Detective writer Walter Mosley loves to dig deep into his characters. He wrote 11 books featuring the Los Angeles--based gumshoe Easy Rawlins before retiring him in 2007. His latest private eye, former mob crook Leonid McGill, stars in the new novel Known to Evil--the second in what Mosley hopes will be a 10-book series.
Leonid McGill goes well beyond the typical, fairly bland mystery-novel protagonist. Do you try to focus on character over plot?
With the original hard-boiled detectives, there was no connection to the world. No mother, no father, no friends, no dog. With a person like that, there can't be character development. The onus now is to create character while also moving forward the plot, the crime, the resolution.
What's your writing routine? Do you leave room for moments of inspiration?
I write every day. Every single day, in the morning. And when I stop writing, all during the day and that night, things are percolating. I wake up in the morning and there's more there. Inspiration is a charged word, like everything is beautiful. When you're having a character brutally murder another person, does that come from inspiration?
How much of a character's life do you know at the outset when starting a new series?
I just finished the first chapter of the third Leonid McGill book. And I'm still learning about him.

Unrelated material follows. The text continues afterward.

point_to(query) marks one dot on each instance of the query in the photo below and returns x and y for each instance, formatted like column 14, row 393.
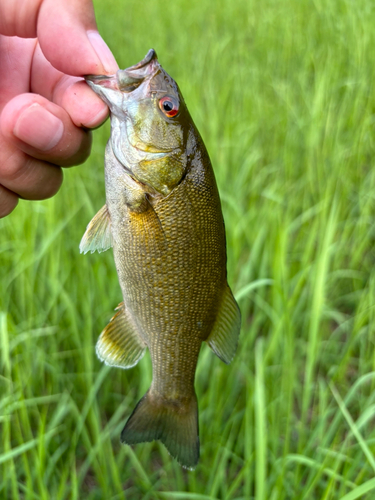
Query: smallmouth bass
column 163, row 219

And I will be learning about him until I come to the last book, which I think will be No. 10. If you know everything from the beginning, it's hard to write.
Was it hard to stop writing about Easy Rawlins?
No. The books still exist. They are still there. But they would have gotten boring. One thing I know is that if I kept writing about Easy, it would have been a big mistake. I was finished. The story was over. It was time to move on.